The European Union’s chief data protection supervisor has sanctioned the European Parliament for a series of breaches of the bloc’s data protection rules.

The European Data Protection Supervisor (EDPS) issued a decision after a complaint filed by noyb, a consumer advocacy site. The group asserted that the European Parliament violated data protection law on its COVID testing website.

In its finding, the EDPS highlights that the use of Google Analytics and the payment provider Stripe (both US companies) violated the European Court of Justice’s (CJEU) “Schrems II” ruling on EU-US data transfers. In July 2020, the CJEU issued the Schrems II judgement with significant implications for the use of US cloud services.

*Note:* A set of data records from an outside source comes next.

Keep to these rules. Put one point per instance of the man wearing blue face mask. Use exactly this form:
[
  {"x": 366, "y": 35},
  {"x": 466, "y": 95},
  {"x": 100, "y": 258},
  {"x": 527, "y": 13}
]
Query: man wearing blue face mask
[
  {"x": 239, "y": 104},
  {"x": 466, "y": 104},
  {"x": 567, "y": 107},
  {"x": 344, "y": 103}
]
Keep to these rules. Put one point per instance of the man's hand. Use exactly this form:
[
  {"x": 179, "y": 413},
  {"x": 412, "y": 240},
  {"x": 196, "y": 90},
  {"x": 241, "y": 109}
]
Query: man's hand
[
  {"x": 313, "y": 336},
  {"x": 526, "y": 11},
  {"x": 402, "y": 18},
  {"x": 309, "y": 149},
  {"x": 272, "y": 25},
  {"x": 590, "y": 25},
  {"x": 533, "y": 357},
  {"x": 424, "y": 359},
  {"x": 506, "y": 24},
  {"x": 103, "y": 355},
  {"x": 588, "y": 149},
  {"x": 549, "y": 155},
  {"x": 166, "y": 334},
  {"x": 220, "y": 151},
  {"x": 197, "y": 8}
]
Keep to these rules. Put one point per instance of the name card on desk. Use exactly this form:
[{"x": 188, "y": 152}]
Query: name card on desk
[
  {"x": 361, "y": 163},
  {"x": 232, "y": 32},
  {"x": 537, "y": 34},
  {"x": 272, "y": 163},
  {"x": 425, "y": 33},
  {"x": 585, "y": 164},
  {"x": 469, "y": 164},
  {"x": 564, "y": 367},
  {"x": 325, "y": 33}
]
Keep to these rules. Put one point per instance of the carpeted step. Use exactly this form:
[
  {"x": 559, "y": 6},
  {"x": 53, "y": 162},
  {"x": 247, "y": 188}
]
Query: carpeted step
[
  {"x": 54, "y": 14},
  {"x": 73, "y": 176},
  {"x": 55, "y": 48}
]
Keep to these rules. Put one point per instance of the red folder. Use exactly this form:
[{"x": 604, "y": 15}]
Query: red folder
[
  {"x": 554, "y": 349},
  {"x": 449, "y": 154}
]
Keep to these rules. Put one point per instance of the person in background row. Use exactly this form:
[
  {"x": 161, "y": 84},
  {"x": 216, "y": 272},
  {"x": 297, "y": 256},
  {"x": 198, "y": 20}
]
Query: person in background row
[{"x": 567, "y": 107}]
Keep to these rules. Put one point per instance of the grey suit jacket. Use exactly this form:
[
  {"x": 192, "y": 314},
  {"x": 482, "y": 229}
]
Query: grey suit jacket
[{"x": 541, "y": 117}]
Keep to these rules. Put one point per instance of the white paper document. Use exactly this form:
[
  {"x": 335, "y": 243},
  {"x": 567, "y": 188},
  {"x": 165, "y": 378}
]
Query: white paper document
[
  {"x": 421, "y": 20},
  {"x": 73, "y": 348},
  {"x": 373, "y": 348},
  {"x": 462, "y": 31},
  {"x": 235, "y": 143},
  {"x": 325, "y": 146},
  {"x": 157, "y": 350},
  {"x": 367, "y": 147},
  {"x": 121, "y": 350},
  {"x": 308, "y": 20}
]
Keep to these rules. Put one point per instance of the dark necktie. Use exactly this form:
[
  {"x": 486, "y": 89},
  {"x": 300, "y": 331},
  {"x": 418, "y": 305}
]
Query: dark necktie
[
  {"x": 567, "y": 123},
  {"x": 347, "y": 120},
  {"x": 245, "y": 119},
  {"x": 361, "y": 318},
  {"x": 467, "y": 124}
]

Customers of US cloud service providers must now themselves verify the data protection laws of the recipient country. They must then document their risk assessment and confer with their customers.

The ruling may be a template for many more decisions to come

The ruling is one of the first decisions implementing “Schrems II” on the ground and may show the way for hundreds of other cases pending before regulators.

The decision sends a warning to sites in the EU about the need for due diligence of personal data flows and transfers. This includes proper scrutiny of any third-party providers, plug-ins or other bits of embedded code. They now need to be extremely cautious to avoid the risk of costly legal sanction.

Indeed, the EDPS intervention relates to a COVID-19 test booking website which the European Parliament launched in September 2020. The Parliament used a third-party provider, called Ecolog.

Post-Schrems II, cookies that send data to U.S.-based providers for processing creates immediate legal risk for EU-based websites. It also poses problems for their clients. In this case, the parliament was judged to be the sole data controller, while Ecolog was the data processor.

In short: using Google Analytics to comply with EU data protection laws does not work. In fact, using Google Analytics may do just the opposite, putting you on the wrong side of Europe’s GDPR law.